Similarly, patients with a variety of aphasias (including some patients with receptive aphasia) have maintained experience of affect, in that they can report on their general positive and negative mood (Haley et al., 2015). These findings are consistent with the prediction that the temporal pole is necessary for making meaning of sensory inputs as moments of discrete emotion, without which these moments are represented more concretely as affective or more elemental physical sensations (MacCormack & Lindquist, 2017). To date, there are few other studies involving semantic deficits that have also examined discrete emotions. In principle, this hypothesis would be ideally tested by examining whether patients with semantic deficits also have deficits in experiences of discrete emotions. However, these sorts of studies are practically challenging because there are few if any objective measures (behavioral, psychophysiological, and neural) that reliably identify when a person is experiencing one discrete emotion over another (Barrett, 2006; Lindquist et al., 2012; Mauss & Robinson, 2009; Siegel et al., 2018). Studies have thus relied on emotion perception as it allows for the quantification of participants’ perceptual experiences of standardized emotional visual stimuli.

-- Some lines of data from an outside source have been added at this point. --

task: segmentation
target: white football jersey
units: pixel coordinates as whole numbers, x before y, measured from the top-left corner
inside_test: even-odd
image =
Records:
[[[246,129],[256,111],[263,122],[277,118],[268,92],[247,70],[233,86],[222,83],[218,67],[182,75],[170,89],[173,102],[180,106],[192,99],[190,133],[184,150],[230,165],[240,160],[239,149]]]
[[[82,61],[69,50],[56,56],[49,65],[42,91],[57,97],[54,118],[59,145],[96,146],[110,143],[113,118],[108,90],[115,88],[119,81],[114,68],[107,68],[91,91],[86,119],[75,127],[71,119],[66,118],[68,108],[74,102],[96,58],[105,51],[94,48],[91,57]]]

A few studies have tested the hypothesis that individuals with lesions to areas involved in semantic processing also have deficits in emotion perception. A first case study examined a patient who had lost the ability to name objects following a stroke. When asked to sort pictures of facial expressions into piles, he produced disorganized piles that did not reflect discrete emotion categories (Roberson et al., 1999). More recently, we designed a behavioral paradigm (Lindquist et al., 2014) to test whether patients who were specifically diagnosed with semantic dementia (a form of primary progressive aphasia that results in impairments in concept knowledge availability and use, a.k.a. a receptive aphasia; Gorno-Tempini et al., 2011; Hodges & Patterson, 2007) would also lose the ability to perceive discrete emotions in faces. They were asked to perform a card sort task in which they sorted pictures of emotional facial expressions belonging to the categories of anger, disgust, fear, happiness, sadness, and neutral into as many categories as they saw necessary. Unlike healthy controls, patients failed to separate faces into six categories reflecting discrete emotions. Rather, patients separated faces into categories of affect (e.g., pleasant, neutral, and unpleasant), suggesting that they perceived valence, but not discrete emotion, on the faces. Control tasks ruled out alternative hypotheses (e.g., that participants had difficulty understanding a sorting task, that participants had deficits of facial processing more generally, and that patients could understand emotion categories if cued with words).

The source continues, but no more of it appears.